This repository reproduces ECDSA vulnerabilities. I've been trying to replicate them, and thought it could be useful to others exploring this, especially since they are used a lot in Ethereum.
To be clear, these vulnerabilities are not in ECDSA algorithm but rather specific to its verification or application.
There's plenty of online material explaining different ECDSA related attacks. This repo contains different chapters each focusing on one attack. You might already be aware of best practices in smart contracts when dealing with ECDSA signatures, but here the goal is to show why these practices are recommended.
- Chapter 1 - ECDSA signatures are malleable.
- Chapter 2 - ECDSA signatures are not unique.
- Chapter 3 - ECDSA signatures can reveal your private key if you use the same random number (aka nonce).

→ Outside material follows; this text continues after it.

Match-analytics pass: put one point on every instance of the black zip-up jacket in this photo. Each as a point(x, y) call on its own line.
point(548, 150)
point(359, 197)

Each chapter goes into more detail to demonstrate the vulnerability, directing you towards material if you want to read further.
This assumes familiarity with Javascript, Solidity and Foundry.
- Clone the repository.
- Run
yarnto install npm packages. The installed packages will be used to generate keys and sign messages. - Install foundry and run
forge install. - For chapter 1, run
FOUNDRY_PROFILE=ch1 forge test, and so on.
Each chapter demonstrates a different attack, and documents what can be done to be safe. Due to the use of Solidity, the recommendations provided are specifically applicable on smart contracts on Ethereum, but the general concept remains the same and hence may be applied outside of Ethereum too.